Differences Between Advance Directives and POLST

Characteristic

Advance Directives

POLST

Eligibility

All adults, regardless of current health

A person of any age with a serious illness or frailty when the health care professional would not be surprised if the patient died within the next year or two

Who writes it

The person, with or without an attorney

A doctor or, in some states, a nurse practitioner or physician assistant after care planning has been discussed with the person (or parent, guardian, conservator, agent, or other surrogate decision maker)

Where completed

Any setting

Medical settings

What it communicates

Preferences (not medical orders) regarding possible future treatment alternatives and appointment of a substitute medical decision maker (health care agent)
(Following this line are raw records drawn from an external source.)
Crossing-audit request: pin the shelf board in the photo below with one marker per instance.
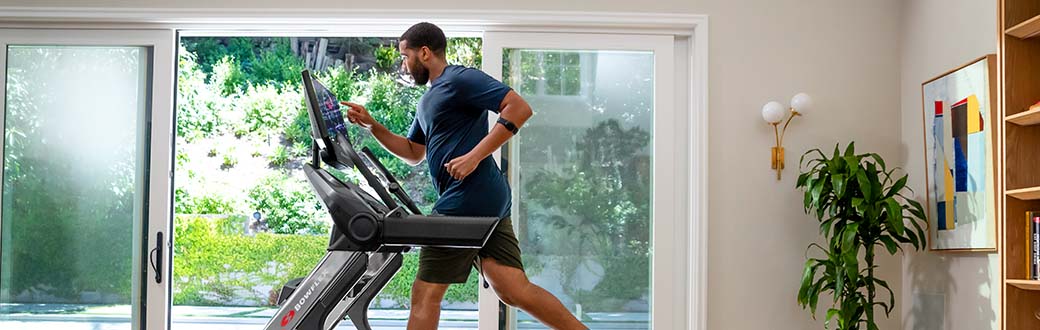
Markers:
(1025, 194)
(1025, 284)
(1027, 29)
(1025, 118)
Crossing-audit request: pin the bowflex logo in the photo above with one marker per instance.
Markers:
(285, 321)
(310, 290)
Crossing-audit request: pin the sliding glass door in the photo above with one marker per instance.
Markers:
(79, 110)
(590, 172)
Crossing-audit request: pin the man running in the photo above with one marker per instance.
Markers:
(450, 131)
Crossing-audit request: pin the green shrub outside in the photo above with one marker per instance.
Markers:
(289, 205)
(208, 275)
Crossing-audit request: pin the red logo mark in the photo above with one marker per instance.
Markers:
(285, 321)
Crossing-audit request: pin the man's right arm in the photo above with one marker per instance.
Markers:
(405, 149)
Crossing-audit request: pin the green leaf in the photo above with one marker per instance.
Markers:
(838, 181)
(849, 236)
(890, 245)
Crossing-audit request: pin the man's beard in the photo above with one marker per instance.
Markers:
(420, 76)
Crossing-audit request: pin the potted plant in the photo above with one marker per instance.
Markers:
(860, 207)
A doctor's medical orders for major critical care decisions that could arise because of the patient's current medical condition

Decisions by surrogates (substitute decision makers)
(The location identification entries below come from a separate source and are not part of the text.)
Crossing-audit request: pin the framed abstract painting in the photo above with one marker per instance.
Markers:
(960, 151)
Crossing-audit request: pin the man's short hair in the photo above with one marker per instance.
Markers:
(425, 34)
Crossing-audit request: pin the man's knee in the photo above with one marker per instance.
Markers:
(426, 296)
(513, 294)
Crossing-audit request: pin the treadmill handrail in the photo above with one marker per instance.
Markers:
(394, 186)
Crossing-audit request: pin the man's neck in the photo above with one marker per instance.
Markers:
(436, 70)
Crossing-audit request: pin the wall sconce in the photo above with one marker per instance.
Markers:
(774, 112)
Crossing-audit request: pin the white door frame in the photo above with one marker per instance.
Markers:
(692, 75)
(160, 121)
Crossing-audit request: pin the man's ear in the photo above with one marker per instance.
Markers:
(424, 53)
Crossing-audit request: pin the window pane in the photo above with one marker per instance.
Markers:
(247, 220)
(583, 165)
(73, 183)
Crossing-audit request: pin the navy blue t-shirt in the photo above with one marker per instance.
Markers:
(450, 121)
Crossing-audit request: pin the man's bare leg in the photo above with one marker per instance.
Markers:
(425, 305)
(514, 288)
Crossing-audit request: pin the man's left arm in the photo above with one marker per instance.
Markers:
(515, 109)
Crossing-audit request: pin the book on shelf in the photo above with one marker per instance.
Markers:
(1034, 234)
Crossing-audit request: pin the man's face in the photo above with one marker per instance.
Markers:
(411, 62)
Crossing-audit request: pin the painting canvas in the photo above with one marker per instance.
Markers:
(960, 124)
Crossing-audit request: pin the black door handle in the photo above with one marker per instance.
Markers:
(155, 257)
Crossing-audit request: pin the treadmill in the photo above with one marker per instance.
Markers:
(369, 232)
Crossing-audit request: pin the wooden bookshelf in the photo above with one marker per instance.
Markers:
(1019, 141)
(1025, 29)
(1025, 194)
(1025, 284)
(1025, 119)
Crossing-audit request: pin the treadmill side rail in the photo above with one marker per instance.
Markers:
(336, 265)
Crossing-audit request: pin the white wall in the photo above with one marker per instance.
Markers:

Surrogates cannot make an advance directive for the patient

Surrogates can participate in and consent to POLST when patients lack the capacity to make their own decisions

Emergency medical care

Generally does not apply to emergency care

Applies to emergency care

Responsible for providing the documents to health care professionals wherever care is provided

Patient's and family's responsibility

Health care professional's responsibility

Who reviews and revises the document as needed

The person who made the advance directive

The health care professional with the person or surrogate

Use of both documents for the same person

Specifies general goals and wishes through all stages of the person's life and serves as a starting point for discussing POLST

Complements advance directives by converting the person's general goals and wishes into specific medical orders

POLST = Provider Orders for Life-Sustaining Treatment.